Do Americans need another brand of personal computer?
Fred Allegrezza is betting the proceeds of his previous businesses (most recently, AnySource Media, sold to San Diego-based DivX last year; and digital-video purveyor Vertasent, sold to Motorola in 2006) the this market needs a simpler, crash-resistent, kitchen-proof, competitively-priced way for recreational computer users to share Facebook photos and Gmail and instant messaging.
The Drexel- (and Upper Dublin HS-) educated electrical engineer is rolling out Telikin-brand PCs this week at eight Clear smartphone stores and other locations. He hopes to hit 2,000/month in sales in the Philadelphia area (and online, nationally) this winter, and 1 million by 2012 (corrected). Chalfont-based Telikin employs 18, and expects to double that by the end of next year.

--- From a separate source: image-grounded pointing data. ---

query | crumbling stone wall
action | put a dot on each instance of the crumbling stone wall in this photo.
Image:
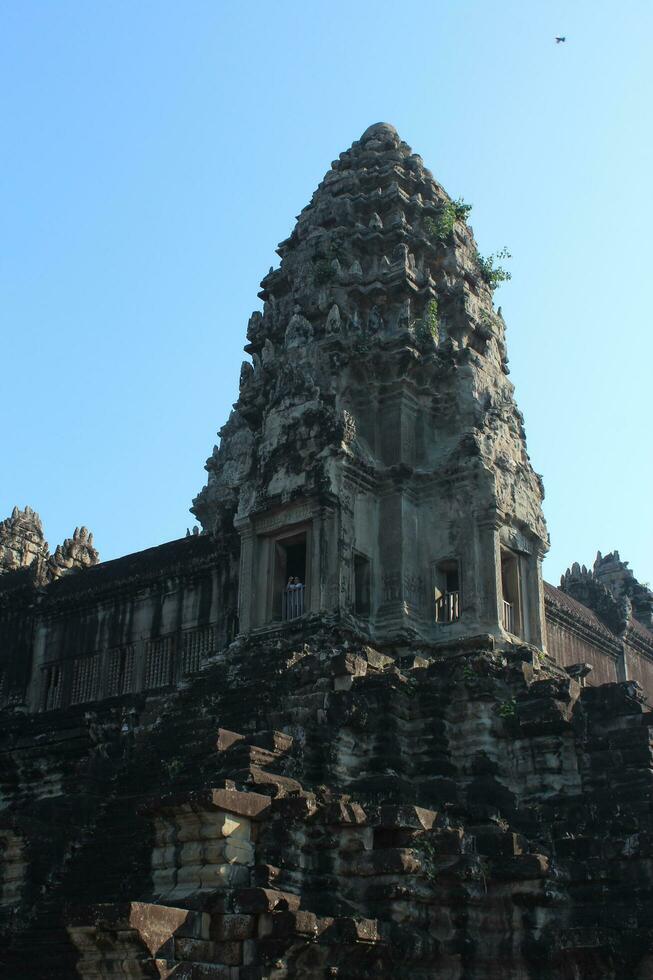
(314, 807)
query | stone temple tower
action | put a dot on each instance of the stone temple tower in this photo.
(375, 458)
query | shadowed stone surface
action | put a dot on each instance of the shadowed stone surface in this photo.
(414, 760)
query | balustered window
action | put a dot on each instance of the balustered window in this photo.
(120, 673)
(511, 592)
(446, 591)
(158, 662)
(362, 585)
(290, 574)
(85, 679)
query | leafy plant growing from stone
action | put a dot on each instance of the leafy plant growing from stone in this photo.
(428, 853)
(428, 327)
(491, 273)
(440, 227)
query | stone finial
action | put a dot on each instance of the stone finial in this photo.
(75, 553)
(611, 590)
(21, 540)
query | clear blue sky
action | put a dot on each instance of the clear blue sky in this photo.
(154, 154)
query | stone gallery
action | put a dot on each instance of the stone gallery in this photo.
(346, 730)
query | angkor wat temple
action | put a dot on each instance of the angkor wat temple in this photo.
(346, 730)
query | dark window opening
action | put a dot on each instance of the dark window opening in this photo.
(447, 591)
(362, 585)
(290, 577)
(510, 589)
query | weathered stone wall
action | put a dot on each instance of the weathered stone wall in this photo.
(310, 804)
(140, 623)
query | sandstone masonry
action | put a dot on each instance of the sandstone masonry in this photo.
(347, 730)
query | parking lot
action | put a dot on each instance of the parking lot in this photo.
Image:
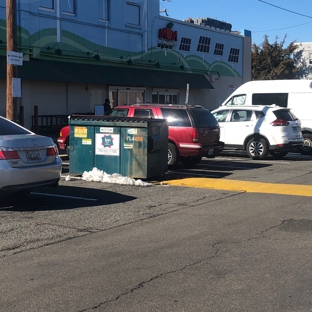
(151, 231)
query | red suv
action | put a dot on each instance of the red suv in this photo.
(193, 132)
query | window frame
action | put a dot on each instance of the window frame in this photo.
(234, 55)
(52, 8)
(73, 9)
(103, 14)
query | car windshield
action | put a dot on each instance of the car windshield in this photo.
(119, 112)
(285, 114)
(203, 118)
(8, 128)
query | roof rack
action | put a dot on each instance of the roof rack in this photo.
(173, 105)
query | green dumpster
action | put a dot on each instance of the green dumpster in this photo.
(132, 147)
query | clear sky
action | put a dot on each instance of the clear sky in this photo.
(275, 18)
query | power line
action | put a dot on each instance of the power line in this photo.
(285, 9)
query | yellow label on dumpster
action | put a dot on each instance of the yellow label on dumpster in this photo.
(87, 141)
(80, 132)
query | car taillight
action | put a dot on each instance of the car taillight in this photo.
(52, 151)
(279, 122)
(195, 135)
(8, 154)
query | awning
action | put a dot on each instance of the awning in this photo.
(42, 70)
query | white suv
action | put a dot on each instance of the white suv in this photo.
(259, 130)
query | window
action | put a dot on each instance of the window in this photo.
(68, 6)
(221, 115)
(185, 44)
(103, 10)
(132, 14)
(203, 44)
(164, 98)
(46, 4)
(259, 114)
(176, 117)
(219, 49)
(233, 57)
(279, 99)
(241, 115)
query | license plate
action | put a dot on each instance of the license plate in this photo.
(33, 156)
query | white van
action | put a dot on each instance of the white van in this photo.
(294, 94)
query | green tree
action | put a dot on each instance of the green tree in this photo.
(273, 61)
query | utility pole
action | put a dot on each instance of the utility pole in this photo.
(11, 102)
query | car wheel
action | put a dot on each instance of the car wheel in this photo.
(306, 147)
(190, 161)
(278, 155)
(172, 154)
(257, 148)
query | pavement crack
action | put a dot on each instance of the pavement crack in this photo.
(142, 284)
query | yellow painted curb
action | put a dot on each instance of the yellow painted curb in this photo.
(244, 186)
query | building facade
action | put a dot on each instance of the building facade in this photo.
(77, 53)
(303, 59)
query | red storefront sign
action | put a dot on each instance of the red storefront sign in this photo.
(167, 38)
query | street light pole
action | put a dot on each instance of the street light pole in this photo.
(11, 102)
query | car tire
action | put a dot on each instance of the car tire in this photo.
(257, 148)
(190, 162)
(278, 155)
(172, 154)
(306, 147)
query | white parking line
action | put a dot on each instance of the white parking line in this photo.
(63, 196)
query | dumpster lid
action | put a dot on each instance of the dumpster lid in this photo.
(114, 119)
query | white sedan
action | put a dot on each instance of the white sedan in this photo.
(27, 160)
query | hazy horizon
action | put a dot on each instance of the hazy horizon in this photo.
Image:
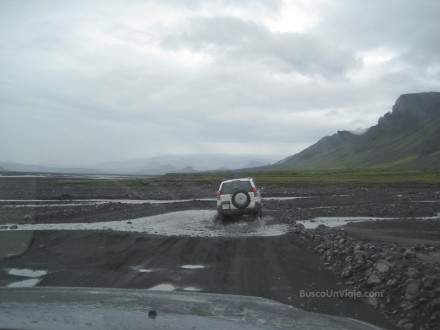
(90, 82)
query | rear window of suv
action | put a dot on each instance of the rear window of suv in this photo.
(233, 186)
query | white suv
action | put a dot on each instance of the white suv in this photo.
(238, 197)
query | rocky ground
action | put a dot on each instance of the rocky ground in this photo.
(398, 257)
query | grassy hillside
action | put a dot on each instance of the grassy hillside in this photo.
(407, 137)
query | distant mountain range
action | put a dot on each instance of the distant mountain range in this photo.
(155, 165)
(408, 136)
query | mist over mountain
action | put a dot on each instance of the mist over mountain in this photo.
(157, 165)
(408, 136)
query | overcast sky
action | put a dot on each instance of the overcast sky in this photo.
(88, 81)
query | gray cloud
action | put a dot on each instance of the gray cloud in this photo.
(85, 82)
(235, 40)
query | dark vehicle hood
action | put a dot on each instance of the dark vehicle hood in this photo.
(99, 308)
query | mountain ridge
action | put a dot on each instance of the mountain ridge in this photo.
(408, 136)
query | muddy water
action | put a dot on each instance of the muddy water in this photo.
(193, 223)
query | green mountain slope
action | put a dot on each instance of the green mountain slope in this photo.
(409, 136)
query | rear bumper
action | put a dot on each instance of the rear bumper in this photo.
(235, 211)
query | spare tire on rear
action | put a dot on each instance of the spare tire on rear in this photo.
(241, 199)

"We started out designing a computer for senior citizens. We've made it simpler, and easier to use. And we've found that has a wider appeal," Allegrezza told me. "Microsoft Windows 7 has become a very complex operating system, supporting everything from accounting systems, to designing jets. We developed this computer based on Linux, which runs on a majority of computers, and simplified it... We offer a touchscreen interface that keeps the buttons on the left, where they're always accessible. You can never get lost."
College students, busines owners, movie editors and engineering designers will want more sophisticated computers, but Allegrezza says his $700 system (18-inch LCD screen, 320-gigabyte drive, DVD, USB, 2-gigabyte RAM, dual-core Intel CPU at 1.8 gigahertz), with word-processing, printing and other basic functions, is competitive for tens of millions of potential users.
From Chalfont, Telikin loads its proprietary Linux-based software into PCs built by Taiwan-based Micro-Star International (laptops are on the way) and ships them nationally. "We believe in trying to keep as much as we can in the States." He'll present Telikin for a wider audience at the yearly Consumer Electronics Show in Las Vegas in January.
Allegrezza and past business partners Cliff Lewis and Tim Court have paid development costs so far. Allegrezza is well-connected at Comcast, a customer of his past companies, and at Motorola, whose Horsham-based General Instruments division he served earlier in his career.
He's trying to raise a few million dollars to fund expansion. "Fred's a very methodical, can-do type of engineer," Rob Adams, cofounder of Philadelhpia's NextStage Capital and a past investor in Anysource, told me. "He's very pragmatic. He's verygood at attracting engineers and entrepreneurs to work with him. We're taking a look at his company."
Or will Telikin sell out, if it catches on? "We do see the option for a large computer manufacturer selling a version with our software and aplication system," Allegrezza told me, sounding happy, when I asked.